Of course, this depends on how you define “illegally.” Many are merely gray market re-importers, helping people get more affordable, and perfectly legitimate drugs. But the big pharma companies (USCoC members, of course) don’t like the competition and efforts to drive down their insane margins.


In the United States, the domestic value of counterfeit pharmaceutical seizures in FY 2011 rose by more than $11 million, an increase of almost 200%.

And, again, how much of that was gray market, legitimate drugs that were just being re-imported? And how much of it were true “fakes”? Also, if the problem is really $250 billion, doesn’t it seem to highlight how small a problem fake drugs are if the US seized just $11 million approximately $17 million worth? (Update: Correcting the number based on $11 million being the “increase” of “almost 200%” to approximate the total). Oh, and note that they said “domestic value,” not the actual price. That’s because they’re taking the fake drugs and then inflating them way up to the price that would have been charged. Meaning the real amount seized was much, much less.

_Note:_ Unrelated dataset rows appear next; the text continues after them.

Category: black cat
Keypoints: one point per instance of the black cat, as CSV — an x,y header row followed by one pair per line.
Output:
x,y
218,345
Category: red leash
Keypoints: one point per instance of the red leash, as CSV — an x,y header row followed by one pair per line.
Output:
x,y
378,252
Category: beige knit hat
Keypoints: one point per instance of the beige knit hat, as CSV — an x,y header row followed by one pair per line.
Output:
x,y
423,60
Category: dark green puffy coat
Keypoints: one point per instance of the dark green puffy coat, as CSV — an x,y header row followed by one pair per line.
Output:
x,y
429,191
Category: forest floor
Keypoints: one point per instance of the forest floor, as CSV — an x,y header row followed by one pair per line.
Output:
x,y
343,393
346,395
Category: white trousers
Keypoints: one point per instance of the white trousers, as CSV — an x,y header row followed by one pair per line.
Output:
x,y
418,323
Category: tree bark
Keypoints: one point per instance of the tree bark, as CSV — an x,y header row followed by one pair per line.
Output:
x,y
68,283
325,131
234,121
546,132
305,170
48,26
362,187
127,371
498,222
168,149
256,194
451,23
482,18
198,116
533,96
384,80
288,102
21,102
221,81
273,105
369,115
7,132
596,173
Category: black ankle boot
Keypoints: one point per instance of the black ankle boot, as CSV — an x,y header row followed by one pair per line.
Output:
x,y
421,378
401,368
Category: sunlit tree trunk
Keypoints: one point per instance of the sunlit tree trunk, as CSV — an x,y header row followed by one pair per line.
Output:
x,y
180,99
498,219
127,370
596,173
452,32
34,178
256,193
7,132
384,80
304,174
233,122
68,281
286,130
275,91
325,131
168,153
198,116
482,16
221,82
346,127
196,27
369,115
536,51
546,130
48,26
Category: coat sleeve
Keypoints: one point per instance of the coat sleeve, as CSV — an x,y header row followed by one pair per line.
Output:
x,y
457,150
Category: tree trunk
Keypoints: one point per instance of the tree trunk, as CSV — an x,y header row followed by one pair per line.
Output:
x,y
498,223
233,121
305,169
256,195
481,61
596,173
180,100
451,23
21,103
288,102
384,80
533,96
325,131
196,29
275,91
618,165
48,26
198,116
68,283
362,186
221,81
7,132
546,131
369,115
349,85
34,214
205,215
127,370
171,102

Counterfeits also have the potential to put our military at risk and jeopardize our national security missions, according to two recent reports by the Department of Commerce and the Government Accountability Office.

More fear mongering. And of course, if the military is buying counterfeit parts, shouldn’t the focus be on the military’s procurement process? Why is the military buying from shady equipment dealers in the first place?

The thing is, there is a risk from fake drugs and military equipment, but it’s a really, really, really small problem. Barely noticeable. That’s why the Chamber likes to lump those in with other things, like copyright infringement, because then they can pretend that the “risk” is really big. But it’s not. I’m all for focusing in on stopping those who actually sell truly fake drugs and fake military parts, but there really aren’t that many of those out there, and they can be targeted specifically, rather than passing broad legislation with massive consequences for the rest of the internet.

But that’s not how the Chamber works.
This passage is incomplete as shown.